For Richard Brody
To watch, and in some respects especially to listen to, a film by Jean-Luc Godard is to be drawn into a web of intertextuality that can be as nettlesome as it can be pleasurable. (And this is true even of, you know, the earlier, funnier films, the acknowledged influential "classics" Godard made prior to the chimerical decline cited in accounts published in various middlebrow accoutrements.) Either way, one is always stimulated, and sometimes moved. One may be particularly moved when the texts evoked, invoked, quoted from, and woven together stop forming a mask from behind which the artist speaks but melds somehow with the face, becomes the voice, of the artist himself.
In Godard's 1991 film Allemagne annee 90 neuf zero (Germany Year 90 Nine Zero), the Los-Angeles-born actor Eddie Constantine plays Lemmy Caution—the "authentic" hard-boiled protagonist he played seven times in "authentic" French B-thrillers before putting the character through Godardization in 1965's Alphaville—here, in just-post-Cold-War Germany, re-imagined by Godard as "the last spy," trying to find his way back to "the West." The dialogue and narration of the movie, which I saw on October 18 as part of the Film Society of Lincoln Center's mammoth, and wholly admirable and incredible, Godard retrospective, alternate between French and German for the most part, but every now and then Constantine pronounces something in English, his tough-guy rasp accented with audible evidence of over four decades away from America, but the voice very American nevertheless. As his trench-coated self wanders a wintry German landscape, Eddie/Lemmy/Jean-Luc observes, in English, "Christmas with all its ancient horrors is on us again."
The phrase sounded familiar to me. At first I thought it might have been derived from a letter S.J. Perelman wrote to Paul Theroux in 1976, recounting a Christmas-shopping snafu that would elicit extreme disapprobation from the website Jezebel were anyone who wrote for the website Jezebel ever to read Perelman's letters. In any event, the phrase, I learned, did not originate there, although Perelman's letter does pack the same general world-weariness ("the increasing frenzy of the Saks and Gimbels newspaper ads as these fucking holidays draw near").
Then, on Tuesday October 22, I saw Godard's 1986 Grandeur and Decadence, a television project Godard made under the pretext of a commission to adapt a serie noire, in this case an adaptation of The Soft Centre, a late work by No Orchids For Miss Blandish author James Hadley Chase. What Godard produced instead was a tortured (albeit hardly humorless) work about a small film company (Albatross Films, naturally) that goes horrifically under while trying to initiate such an adaptation. As Richard Brody points out in his Everything Is Cinema, biography of Godard, the actual auteur is represented in the film both by the unhinged director Gaspard Bazin (Jean-Pierre Leaud) and the desperate, financing-juggling producer Jean Almereyda (Jean-Pierre Mocky). (This does not preclude Godard from showing up as himself in the film's final third.) In a long sequence in a restaurant, Bazin makes, in French, the same Christmas observation as Constantine/Caution/Godard does in the later film, but this time in French, and the English subtitles of this rarely-screened picture garble the sentence/sentiment somewhat. Later Bazin brandishes Chase's book, and then waves a volume of Raymond Chandler, pronouncing the latter writer "better." There was the clue I was looking for...even as I went back to 1990's Nouvelle Vague (which I had seen at the Godard retro on October 17), and its own sticky web of Chandler-Hawks-Hemingway evocations (Delon's character's surname being Lennox, from The Long Goodbye, the frequent reiteration of the question about having been stung by a dead bee).

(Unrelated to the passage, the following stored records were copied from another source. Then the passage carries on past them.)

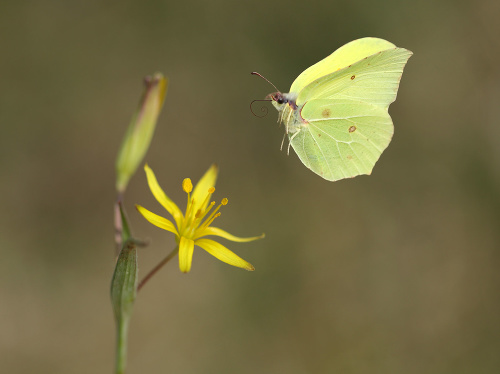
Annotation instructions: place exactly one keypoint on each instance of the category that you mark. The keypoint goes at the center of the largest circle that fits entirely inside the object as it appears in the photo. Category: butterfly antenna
(267, 80)
(263, 109)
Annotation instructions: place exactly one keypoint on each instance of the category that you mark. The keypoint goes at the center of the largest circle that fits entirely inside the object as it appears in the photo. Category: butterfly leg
(290, 142)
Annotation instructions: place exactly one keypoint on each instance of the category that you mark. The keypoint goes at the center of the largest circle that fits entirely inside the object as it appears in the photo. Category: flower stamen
(214, 214)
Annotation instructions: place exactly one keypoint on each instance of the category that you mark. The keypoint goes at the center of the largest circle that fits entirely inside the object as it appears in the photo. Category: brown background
(392, 273)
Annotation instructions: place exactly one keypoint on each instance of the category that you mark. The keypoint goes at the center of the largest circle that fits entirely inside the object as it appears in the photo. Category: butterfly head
(281, 100)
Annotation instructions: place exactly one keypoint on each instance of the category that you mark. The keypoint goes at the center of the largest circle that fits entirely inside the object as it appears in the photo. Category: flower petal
(186, 247)
(222, 253)
(162, 198)
(157, 220)
(201, 190)
(224, 234)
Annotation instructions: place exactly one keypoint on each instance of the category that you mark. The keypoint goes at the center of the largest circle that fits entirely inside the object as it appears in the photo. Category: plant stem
(158, 267)
(121, 345)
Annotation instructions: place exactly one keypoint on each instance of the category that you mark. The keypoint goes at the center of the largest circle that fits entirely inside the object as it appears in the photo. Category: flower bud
(140, 131)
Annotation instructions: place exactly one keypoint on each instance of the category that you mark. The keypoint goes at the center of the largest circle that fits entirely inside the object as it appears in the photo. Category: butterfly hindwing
(342, 138)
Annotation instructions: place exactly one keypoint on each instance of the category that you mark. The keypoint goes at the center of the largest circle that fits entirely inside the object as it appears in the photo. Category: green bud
(140, 131)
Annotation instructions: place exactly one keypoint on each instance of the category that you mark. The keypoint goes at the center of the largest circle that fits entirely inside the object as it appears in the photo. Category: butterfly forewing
(343, 138)
(373, 80)
(346, 55)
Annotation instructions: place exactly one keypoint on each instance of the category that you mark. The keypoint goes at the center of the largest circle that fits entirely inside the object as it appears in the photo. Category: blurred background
(396, 272)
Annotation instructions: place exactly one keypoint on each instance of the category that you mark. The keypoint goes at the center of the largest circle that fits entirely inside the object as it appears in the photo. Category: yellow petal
(186, 247)
(222, 253)
(224, 234)
(201, 190)
(157, 220)
(162, 198)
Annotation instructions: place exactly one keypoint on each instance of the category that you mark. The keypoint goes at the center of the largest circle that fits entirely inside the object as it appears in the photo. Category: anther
(187, 186)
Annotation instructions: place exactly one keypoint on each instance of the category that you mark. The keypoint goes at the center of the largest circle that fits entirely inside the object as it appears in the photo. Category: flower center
(198, 220)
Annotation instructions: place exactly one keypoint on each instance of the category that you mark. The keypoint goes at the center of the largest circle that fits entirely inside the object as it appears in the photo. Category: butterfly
(336, 113)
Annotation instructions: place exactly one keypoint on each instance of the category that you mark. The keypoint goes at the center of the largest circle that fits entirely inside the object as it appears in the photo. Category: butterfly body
(336, 113)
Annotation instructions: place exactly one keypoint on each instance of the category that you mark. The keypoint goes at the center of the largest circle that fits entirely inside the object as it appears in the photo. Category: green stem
(121, 345)
(158, 267)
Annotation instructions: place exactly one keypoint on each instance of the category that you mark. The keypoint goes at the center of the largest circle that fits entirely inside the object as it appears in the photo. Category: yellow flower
(191, 227)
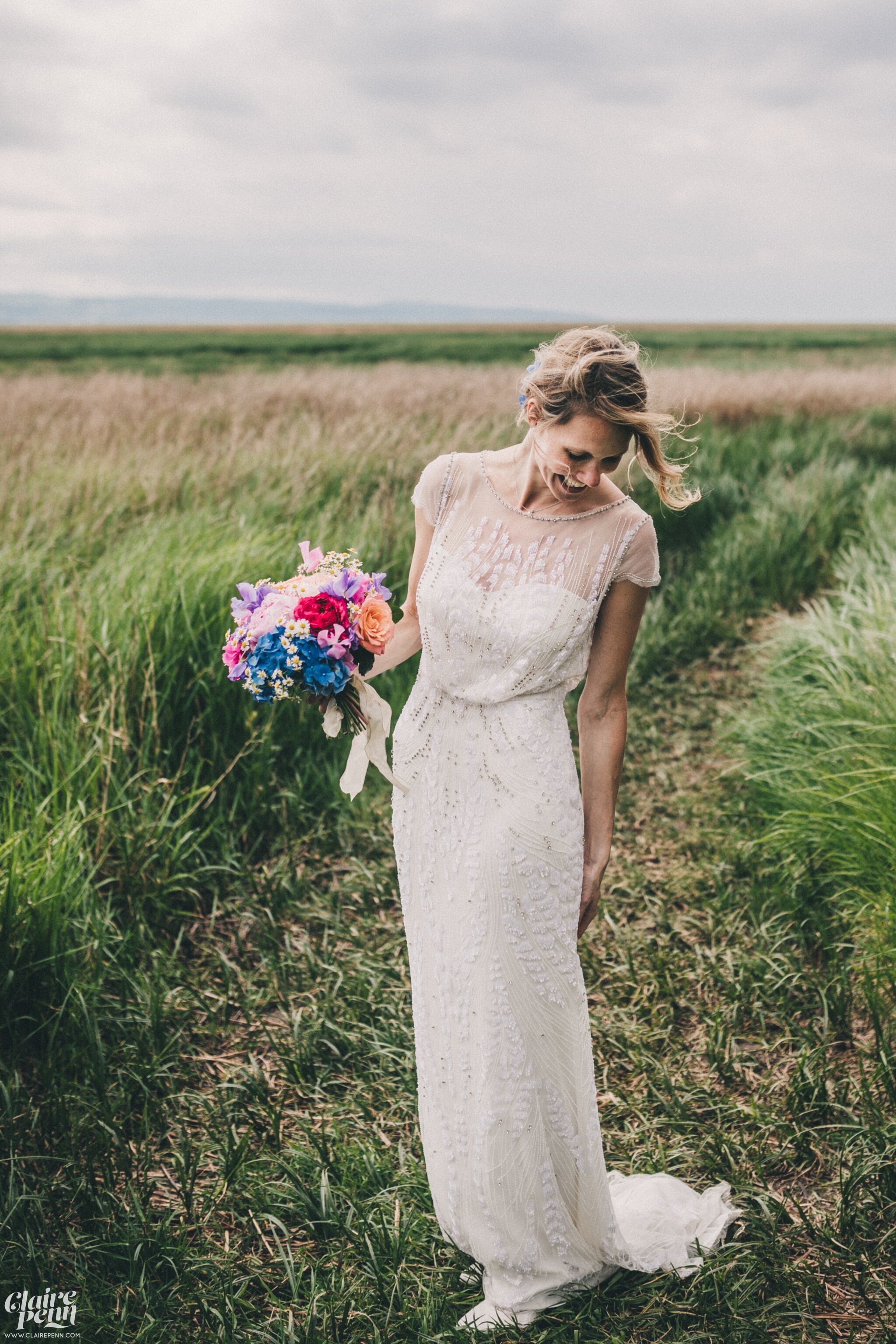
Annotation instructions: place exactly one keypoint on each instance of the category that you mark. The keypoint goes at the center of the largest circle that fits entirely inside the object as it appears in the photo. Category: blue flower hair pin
(530, 369)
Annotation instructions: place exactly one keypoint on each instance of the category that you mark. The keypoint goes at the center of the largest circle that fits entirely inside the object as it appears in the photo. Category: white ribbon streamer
(368, 745)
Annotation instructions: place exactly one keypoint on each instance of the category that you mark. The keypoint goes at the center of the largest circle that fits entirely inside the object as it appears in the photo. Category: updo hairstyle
(594, 371)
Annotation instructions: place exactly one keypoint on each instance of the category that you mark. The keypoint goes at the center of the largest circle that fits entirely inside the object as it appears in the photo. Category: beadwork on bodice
(508, 600)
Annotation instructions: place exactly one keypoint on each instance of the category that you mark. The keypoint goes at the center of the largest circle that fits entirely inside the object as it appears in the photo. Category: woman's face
(573, 458)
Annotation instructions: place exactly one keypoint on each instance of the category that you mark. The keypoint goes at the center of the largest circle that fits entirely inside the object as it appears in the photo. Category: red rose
(322, 611)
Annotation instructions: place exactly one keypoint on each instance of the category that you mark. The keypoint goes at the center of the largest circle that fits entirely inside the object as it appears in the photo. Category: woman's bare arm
(406, 641)
(602, 732)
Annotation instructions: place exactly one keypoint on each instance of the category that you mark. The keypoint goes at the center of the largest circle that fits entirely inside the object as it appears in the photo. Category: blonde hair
(594, 371)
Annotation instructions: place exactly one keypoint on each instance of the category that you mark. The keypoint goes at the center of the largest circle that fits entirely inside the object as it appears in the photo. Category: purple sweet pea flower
(344, 585)
(250, 597)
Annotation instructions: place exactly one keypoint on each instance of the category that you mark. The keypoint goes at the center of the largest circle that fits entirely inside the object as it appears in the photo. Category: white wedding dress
(490, 844)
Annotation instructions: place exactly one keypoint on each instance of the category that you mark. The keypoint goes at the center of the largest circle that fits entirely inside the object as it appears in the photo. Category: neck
(532, 488)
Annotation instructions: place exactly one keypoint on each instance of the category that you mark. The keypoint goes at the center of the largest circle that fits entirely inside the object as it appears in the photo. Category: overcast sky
(645, 159)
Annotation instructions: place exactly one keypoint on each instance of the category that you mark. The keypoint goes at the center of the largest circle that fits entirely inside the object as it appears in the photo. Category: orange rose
(375, 627)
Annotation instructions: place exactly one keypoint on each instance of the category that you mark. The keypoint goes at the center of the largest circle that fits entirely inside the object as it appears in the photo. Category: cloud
(645, 161)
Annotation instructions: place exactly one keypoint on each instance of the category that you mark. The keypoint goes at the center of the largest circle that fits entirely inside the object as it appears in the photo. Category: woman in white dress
(531, 569)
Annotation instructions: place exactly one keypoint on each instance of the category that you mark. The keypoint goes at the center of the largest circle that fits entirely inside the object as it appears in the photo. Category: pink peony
(322, 612)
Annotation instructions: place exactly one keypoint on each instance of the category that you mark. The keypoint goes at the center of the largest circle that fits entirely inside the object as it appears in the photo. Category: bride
(531, 569)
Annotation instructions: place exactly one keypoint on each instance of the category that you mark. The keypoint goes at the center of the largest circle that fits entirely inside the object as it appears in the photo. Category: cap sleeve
(640, 562)
(429, 491)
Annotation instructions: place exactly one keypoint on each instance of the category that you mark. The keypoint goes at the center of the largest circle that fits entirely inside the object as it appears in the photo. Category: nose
(589, 475)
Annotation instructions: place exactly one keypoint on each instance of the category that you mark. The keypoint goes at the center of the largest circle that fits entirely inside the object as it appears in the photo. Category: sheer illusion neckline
(545, 518)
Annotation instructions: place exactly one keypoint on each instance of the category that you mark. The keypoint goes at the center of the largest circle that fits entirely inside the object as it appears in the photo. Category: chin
(565, 494)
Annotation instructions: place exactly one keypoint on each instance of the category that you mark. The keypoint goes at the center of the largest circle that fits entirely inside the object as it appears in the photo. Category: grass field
(214, 349)
(207, 1077)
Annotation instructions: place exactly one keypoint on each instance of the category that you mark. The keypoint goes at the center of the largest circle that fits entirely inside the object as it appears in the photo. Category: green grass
(207, 1080)
(205, 349)
(821, 742)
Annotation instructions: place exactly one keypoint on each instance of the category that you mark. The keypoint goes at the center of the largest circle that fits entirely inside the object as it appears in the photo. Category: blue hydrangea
(268, 663)
(322, 675)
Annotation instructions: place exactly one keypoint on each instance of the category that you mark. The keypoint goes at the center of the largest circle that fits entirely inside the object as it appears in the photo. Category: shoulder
(430, 490)
(639, 554)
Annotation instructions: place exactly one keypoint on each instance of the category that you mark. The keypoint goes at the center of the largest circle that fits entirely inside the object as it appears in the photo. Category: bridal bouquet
(316, 636)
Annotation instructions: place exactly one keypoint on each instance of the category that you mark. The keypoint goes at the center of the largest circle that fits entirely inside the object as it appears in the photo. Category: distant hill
(172, 311)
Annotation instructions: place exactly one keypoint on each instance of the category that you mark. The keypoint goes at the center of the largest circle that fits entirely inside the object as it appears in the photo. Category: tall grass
(133, 506)
(207, 1088)
(821, 740)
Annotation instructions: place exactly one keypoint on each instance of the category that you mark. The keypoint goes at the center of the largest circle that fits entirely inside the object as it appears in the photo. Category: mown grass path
(274, 1189)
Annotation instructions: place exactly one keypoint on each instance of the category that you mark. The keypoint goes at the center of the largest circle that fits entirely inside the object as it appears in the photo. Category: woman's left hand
(592, 878)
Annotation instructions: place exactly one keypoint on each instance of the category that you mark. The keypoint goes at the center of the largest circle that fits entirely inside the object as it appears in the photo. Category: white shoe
(485, 1316)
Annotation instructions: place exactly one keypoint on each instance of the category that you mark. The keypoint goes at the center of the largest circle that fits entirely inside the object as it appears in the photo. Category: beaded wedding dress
(490, 844)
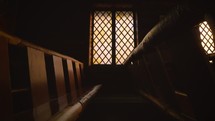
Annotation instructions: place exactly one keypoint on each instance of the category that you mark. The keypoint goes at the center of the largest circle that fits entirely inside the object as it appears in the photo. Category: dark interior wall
(59, 25)
(63, 25)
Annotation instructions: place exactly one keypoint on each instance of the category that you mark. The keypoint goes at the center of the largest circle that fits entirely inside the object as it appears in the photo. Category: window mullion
(113, 39)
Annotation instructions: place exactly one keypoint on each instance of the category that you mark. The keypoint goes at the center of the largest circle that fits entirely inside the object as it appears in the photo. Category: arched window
(112, 37)
(206, 36)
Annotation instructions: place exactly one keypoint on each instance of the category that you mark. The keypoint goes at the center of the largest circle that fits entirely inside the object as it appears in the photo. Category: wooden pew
(38, 84)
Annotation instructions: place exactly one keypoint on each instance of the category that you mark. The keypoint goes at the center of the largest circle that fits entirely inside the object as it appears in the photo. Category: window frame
(113, 12)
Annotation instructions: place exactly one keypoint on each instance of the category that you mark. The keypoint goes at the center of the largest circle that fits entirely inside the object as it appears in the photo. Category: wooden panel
(51, 84)
(60, 82)
(72, 80)
(5, 96)
(79, 78)
(39, 86)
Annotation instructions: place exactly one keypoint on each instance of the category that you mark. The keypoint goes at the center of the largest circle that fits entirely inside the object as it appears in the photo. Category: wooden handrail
(17, 41)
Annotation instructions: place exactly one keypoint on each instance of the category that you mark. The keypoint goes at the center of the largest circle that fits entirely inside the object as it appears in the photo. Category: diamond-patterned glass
(102, 37)
(206, 37)
(124, 35)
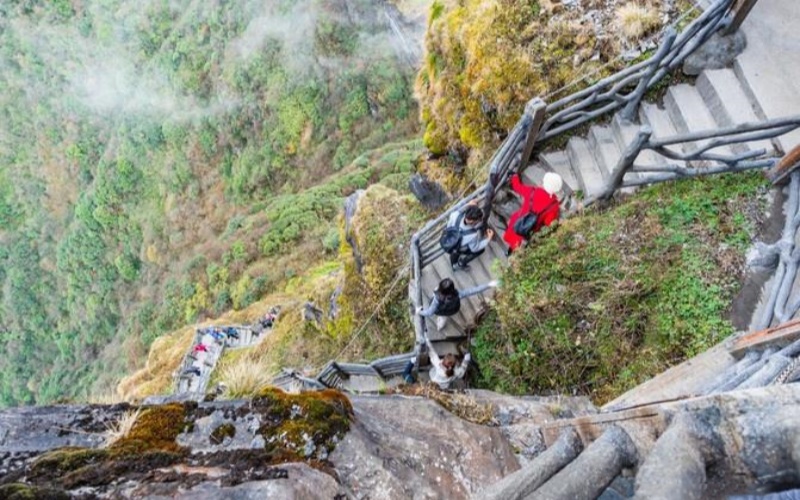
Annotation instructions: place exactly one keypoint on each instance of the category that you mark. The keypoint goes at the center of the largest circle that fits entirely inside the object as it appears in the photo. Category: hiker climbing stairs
(725, 121)
(207, 348)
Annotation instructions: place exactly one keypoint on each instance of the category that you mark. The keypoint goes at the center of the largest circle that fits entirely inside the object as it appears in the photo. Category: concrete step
(533, 175)
(432, 275)
(765, 74)
(583, 162)
(729, 104)
(606, 150)
(559, 163)
(661, 124)
(689, 113)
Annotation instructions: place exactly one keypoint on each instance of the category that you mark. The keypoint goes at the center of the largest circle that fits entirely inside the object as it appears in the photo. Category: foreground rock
(402, 447)
(313, 445)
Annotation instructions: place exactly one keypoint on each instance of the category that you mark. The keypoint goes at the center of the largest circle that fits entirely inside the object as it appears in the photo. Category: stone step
(584, 163)
(661, 124)
(559, 163)
(689, 113)
(767, 78)
(606, 150)
(729, 104)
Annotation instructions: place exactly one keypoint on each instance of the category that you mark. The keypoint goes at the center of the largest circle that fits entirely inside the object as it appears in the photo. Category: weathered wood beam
(740, 11)
(779, 336)
(780, 174)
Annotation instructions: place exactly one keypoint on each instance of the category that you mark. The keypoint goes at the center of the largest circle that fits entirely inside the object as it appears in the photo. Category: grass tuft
(245, 379)
(635, 20)
(121, 428)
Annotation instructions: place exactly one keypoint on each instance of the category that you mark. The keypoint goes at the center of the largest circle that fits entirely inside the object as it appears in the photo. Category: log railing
(623, 90)
(626, 88)
(695, 154)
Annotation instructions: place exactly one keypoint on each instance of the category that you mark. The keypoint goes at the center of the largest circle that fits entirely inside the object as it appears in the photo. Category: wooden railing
(694, 154)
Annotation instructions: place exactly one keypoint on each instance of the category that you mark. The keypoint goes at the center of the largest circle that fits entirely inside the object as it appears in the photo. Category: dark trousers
(463, 258)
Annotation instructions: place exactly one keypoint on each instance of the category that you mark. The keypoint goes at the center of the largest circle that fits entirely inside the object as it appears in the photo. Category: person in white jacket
(446, 370)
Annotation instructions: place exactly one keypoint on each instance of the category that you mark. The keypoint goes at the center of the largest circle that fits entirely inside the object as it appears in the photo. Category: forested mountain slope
(162, 161)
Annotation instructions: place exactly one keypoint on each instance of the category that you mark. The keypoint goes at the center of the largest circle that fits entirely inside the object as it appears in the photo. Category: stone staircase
(481, 271)
(206, 362)
(718, 98)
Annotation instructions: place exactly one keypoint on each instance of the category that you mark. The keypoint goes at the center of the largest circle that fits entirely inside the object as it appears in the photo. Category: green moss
(155, 430)
(18, 491)
(219, 434)
(614, 297)
(292, 421)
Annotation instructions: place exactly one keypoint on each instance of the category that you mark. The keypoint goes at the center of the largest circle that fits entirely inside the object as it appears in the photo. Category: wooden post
(740, 9)
(536, 110)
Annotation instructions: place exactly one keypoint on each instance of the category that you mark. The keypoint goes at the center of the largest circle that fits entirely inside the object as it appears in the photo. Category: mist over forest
(164, 161)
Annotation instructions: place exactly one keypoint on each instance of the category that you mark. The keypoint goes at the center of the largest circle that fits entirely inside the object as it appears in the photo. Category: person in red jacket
(543, 201)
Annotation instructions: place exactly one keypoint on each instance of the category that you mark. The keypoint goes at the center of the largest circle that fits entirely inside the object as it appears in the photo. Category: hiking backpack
(450, 241)
(448, 305)
(524, 225)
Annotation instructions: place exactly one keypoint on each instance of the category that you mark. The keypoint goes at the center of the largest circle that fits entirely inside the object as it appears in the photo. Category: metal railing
(335, 374)
(694, 154)
(624, 89)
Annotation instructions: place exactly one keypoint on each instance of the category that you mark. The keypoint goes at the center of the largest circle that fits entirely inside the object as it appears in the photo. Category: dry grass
(245, 378)
(122, 427)
(635, 20)
(459, 404)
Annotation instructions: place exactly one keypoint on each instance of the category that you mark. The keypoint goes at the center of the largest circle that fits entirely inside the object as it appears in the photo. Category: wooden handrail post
(740, 11)
(536, 110)
(625, 162)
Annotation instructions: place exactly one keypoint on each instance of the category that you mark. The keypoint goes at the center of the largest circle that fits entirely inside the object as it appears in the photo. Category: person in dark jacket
(446, 300)
(469, 223)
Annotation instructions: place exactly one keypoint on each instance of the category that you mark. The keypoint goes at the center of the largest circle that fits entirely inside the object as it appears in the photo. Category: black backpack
(525, 224)
(450, 241)
(448, 305)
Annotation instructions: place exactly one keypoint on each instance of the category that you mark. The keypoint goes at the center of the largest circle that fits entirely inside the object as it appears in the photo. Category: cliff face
(313, 445)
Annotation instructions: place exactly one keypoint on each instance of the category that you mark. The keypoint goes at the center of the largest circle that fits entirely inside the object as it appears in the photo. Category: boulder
(716, 53)
(400, 447)
(430, 194)
(350, 209)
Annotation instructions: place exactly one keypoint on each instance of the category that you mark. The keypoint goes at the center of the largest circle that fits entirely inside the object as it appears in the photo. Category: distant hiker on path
(462, 236)
(200, 348)
(540, 207)
(444, 371)
(446, 300)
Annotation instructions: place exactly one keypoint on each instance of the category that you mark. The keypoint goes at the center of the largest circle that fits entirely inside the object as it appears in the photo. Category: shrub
(612, 298)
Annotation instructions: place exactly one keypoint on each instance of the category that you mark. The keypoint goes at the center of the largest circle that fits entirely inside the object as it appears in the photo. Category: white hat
(552, 183)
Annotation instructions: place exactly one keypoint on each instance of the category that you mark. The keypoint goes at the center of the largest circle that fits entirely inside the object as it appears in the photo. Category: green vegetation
(485, 60)
(611, 298)
(303, 427)
(164, 163)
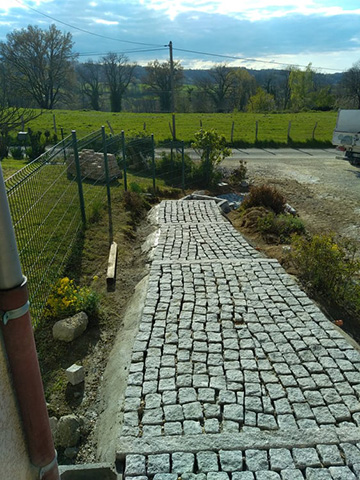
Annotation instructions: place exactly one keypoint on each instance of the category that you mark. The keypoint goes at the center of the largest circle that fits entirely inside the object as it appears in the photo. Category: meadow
(240, 127)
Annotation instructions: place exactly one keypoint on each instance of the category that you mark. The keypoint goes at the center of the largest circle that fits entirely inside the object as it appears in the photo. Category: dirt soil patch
(326, 195)
(93, 348)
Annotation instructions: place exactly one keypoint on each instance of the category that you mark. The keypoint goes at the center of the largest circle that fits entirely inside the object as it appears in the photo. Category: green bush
(170, 168)
(17, 153)
(238, 175)
(212, 149)
(283, 225)
(265, 196)
(66, 299)
(135, 204)
(138, 151)
(329, 267)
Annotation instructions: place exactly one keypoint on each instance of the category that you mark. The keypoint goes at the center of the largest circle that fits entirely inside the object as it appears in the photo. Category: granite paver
(236, 374)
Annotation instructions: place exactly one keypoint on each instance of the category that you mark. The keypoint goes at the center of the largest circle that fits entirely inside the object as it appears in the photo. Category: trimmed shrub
(329, 267)
(283, 225)
(265, 196)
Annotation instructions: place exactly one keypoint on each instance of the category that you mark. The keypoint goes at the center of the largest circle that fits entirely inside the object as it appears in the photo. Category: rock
(75, 374)
(70, 452)
(70, 328)
(68, 431)
(53, 425)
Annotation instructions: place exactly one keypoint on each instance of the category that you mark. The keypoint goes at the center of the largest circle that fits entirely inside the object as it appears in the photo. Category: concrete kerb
(89, 471)
(116, 374)
(222, 203)
(262, 440)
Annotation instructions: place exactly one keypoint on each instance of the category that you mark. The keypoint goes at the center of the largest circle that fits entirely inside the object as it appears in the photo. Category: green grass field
(271, 127)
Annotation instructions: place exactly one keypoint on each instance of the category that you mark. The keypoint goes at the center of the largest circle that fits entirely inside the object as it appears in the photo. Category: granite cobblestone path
(235, 374)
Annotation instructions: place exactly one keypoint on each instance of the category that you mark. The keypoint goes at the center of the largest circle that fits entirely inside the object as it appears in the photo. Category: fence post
(182, 166)
(207, 168)
(314, 130)
(171, 160)
(289, 129)
(107, 177)
(20, 350)
(124, 158)
(153, 160)
(78, 177)
(62, 138)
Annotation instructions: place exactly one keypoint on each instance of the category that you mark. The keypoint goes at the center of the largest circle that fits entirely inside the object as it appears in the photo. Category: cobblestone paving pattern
(235, 373)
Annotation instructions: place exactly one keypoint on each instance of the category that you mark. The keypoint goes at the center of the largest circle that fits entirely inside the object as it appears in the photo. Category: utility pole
(172, 93)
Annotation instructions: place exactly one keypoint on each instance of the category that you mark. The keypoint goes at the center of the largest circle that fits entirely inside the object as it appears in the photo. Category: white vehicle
(346, 135)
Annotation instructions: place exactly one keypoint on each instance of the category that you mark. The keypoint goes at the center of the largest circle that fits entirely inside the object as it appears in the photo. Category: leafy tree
(244, 86)
(212, 149)
(40, 63)
(351, 83)
(301, 83)
(261, 102)
(158, 78)
(90, 74)
(118, 73)
(218, 86)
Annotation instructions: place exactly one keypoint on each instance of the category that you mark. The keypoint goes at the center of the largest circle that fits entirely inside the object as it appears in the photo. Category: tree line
(38, 68)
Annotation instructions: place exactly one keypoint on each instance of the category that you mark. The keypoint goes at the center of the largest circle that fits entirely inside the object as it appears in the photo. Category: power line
(86, 31)
(218, 55)
(233, 57)
(123, 52)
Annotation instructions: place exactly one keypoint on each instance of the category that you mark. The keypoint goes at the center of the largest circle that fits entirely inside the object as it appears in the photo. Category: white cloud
(106, 22)
(248, 9)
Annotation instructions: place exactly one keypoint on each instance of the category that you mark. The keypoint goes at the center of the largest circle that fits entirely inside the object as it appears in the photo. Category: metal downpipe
(20, 348)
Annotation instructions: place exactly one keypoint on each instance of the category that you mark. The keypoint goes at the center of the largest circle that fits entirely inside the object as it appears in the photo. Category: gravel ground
(324, 189)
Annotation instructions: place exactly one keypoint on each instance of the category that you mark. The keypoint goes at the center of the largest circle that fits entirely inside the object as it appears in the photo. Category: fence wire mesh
(50, 203)
(44, 203)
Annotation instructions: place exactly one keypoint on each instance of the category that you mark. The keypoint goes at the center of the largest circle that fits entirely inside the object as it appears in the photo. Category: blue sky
(262, 33)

Sure enough, the sentence "Well, Christmas with all its ancient horrors is on us again" is from the volume of selected letters by Raymond Chandler edited by Frank McShane. The letter is dated December 21, 1951, and it's to the British publisher Hamish Hamilton, and as cited by blogger Tom Williams a few years back (I do not have McShane's book myself, and the letter is, alas, not included in the selection of Chandler letters in the Library of America's edition of the writer's work), goes on ever more dyspeptically: "People with strained, agonized expressions are poring over pieces of distorted glass and pottery, and being waited on, if that's the correct expression, by specifically recruited morons on temporary parole from mental institutions, some of who by determined effort can tell a teapot from a pickaxe."
Chandler was in his early sixties when he wrote the letter; Godard was in his mid-fifties when he made Grandeur and Decadence. Perelman was 72 when he had the shopping snafu he relates to Theroux. Christmas is no holiday for old men, sometimes. But the distaste in all their cases only reflects a deeper disillusionment. As Brody recounts in his book, Grandeur and Decadence accurately reflects the incredibly stressed and anguished circumstances under which it was made. The director that so many critics take as a somewhat imperious, hermetic, willfully esoteric trickster is here revealed as a man utterly unsure of where life and art are taking him, and very nearly succumbing to despair. The evocation of "ancient horrors" is an allusion, but it isn't a joke. It's anything but.